Our sun’s solar wind couples to Earth’s magnetosphere via reconnection which then leads to a cascade of phenomena ending with the aurora. Credit: NASA
Current Projects
Recently, my research pivoted to studying a type of diffuse aurora called pulsating aurora. This form of aurora is believed to be generated by wave-particle interactions between whistler-mode chorus and electrons in the magnetosphere. Microbursts are also believed to be scattered by chorus waves. Both phenomena have two distinct time frames: microbursts typically come in bunches lasting up to 10 seconds while pulsating aurora has an on-off periods lasting about the same time, and individual relativistic microbursts last ~100 ms while pulsating aurora has internal modulations with a 300 ms period. The closeness of these two time scales, along with other arguments I present here, presents a compelling case that pulsating aurora and microbursts are part of the same phenomena. That said, these are all case studies and I am now pursing the LAMPsat mission to statistically test this association.

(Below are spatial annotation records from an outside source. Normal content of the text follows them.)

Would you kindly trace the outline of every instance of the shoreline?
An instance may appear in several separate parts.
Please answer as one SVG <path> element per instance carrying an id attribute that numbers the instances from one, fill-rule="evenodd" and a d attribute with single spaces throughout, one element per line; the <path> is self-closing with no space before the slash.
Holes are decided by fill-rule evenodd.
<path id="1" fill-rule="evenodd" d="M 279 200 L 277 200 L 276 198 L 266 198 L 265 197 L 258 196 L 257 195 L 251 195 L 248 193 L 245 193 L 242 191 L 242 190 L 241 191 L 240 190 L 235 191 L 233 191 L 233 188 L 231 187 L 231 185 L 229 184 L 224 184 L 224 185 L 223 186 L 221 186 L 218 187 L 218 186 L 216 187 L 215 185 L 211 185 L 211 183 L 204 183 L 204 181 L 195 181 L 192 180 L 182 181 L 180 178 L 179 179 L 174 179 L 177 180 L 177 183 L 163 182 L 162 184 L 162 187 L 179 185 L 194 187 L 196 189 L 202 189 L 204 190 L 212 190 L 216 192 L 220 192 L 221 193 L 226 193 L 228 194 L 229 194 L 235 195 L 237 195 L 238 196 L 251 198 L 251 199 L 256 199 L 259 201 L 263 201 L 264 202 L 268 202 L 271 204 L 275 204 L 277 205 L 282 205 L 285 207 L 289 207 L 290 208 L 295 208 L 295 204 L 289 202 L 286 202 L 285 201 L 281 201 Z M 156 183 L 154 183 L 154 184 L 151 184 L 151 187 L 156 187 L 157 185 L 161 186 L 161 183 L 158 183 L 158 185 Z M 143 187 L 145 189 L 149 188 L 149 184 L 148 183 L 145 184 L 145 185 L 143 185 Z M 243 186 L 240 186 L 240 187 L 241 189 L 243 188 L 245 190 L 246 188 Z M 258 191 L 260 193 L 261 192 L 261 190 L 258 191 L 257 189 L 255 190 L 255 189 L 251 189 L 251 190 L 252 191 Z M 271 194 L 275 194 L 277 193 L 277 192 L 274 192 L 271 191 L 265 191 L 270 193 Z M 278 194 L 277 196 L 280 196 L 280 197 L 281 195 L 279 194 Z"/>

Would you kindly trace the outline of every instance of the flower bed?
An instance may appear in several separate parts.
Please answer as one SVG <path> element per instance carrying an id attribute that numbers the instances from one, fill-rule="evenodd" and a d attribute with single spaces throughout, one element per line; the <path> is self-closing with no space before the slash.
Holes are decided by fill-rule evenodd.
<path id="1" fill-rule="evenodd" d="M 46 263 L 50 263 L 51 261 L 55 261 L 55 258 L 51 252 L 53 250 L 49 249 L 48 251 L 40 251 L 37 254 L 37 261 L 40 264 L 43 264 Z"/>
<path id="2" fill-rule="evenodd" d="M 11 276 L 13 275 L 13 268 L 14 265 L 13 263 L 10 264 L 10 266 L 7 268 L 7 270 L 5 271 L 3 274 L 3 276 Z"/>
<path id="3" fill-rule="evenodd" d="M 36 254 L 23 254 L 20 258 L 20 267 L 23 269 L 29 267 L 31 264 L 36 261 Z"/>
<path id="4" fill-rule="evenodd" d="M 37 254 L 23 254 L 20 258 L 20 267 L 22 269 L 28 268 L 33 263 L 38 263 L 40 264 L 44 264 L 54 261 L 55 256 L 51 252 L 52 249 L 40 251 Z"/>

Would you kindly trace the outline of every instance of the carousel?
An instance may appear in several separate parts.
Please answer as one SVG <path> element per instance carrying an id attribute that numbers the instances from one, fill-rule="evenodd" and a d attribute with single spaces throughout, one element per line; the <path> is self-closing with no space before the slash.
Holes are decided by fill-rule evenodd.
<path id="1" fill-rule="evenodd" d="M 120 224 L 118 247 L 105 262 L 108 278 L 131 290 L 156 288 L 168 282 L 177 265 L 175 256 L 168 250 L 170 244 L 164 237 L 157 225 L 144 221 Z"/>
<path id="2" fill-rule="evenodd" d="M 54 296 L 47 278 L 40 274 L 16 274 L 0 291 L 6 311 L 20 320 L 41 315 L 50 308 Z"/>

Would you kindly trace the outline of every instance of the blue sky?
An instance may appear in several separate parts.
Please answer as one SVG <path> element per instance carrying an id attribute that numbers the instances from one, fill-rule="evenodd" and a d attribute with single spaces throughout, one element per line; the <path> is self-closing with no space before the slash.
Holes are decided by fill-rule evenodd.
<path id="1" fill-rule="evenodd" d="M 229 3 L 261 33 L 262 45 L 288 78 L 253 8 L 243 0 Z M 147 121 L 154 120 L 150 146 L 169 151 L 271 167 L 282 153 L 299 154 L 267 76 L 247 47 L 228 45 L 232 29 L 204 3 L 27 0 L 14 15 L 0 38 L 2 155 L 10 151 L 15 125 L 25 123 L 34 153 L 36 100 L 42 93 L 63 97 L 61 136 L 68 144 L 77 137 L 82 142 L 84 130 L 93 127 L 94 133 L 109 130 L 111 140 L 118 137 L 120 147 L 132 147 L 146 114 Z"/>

A timelapse of the aurora that I took right before the LAMP sounding rocket launched from Poker Flat, Alaska on 5 March 2022. A riometer antenna is in the foreground.
I am also working on my first comprehensive Python package called asilib. This project is the culmination of my learning journey to build a user-friendly library that allows a researcher to “easily download, plot, animate, and analyze auroral all sky imager (ASI) data.” While working on this library I learned a whole lot including software engineering concepts as, simple software architecture, comprehensive tests, and useful documentation. Furthermore, I’ve learned a lot about the aurora and how it is analyzed. This work is deeply fulfilling, and I believe that we could use more software like this in space physics to reduce the barriers to entry for new scientists. They don’t have to learn to do basic tasks including how to download or load the data: they can pip install asilib
and immediately start working with auroral images.
The SAMPEX satellite observed energetic electron microbursts (the spikes in the bottom panel) while it orbited above proton aurora on 20 January 2007.
Probability Theory
Besides analyzing time series and image data to study microbursts and curtain precipitation, I develop models to link data to reality—or our best understanding of reality.
Broadly, I am interested in probabilistic methods such as Bayesian Inference (see my 2020 and 2023 papers). I am very interested in these models because they allow a modeler to explicitly incorporate statistical and systematic uncertainty into model to make statistically-guided inferences about results.
Example animation of Bayesian linear regression using a hand-coded Metropoplis Markov Chain Monte Carlo (MCMC) sampler. Red lines show the “true” line and blue dots are the observations from the “true” line assuming Gaussian noise. Each frame shows an iteration of the MCMC, and the final frame shows the final posteror histogram.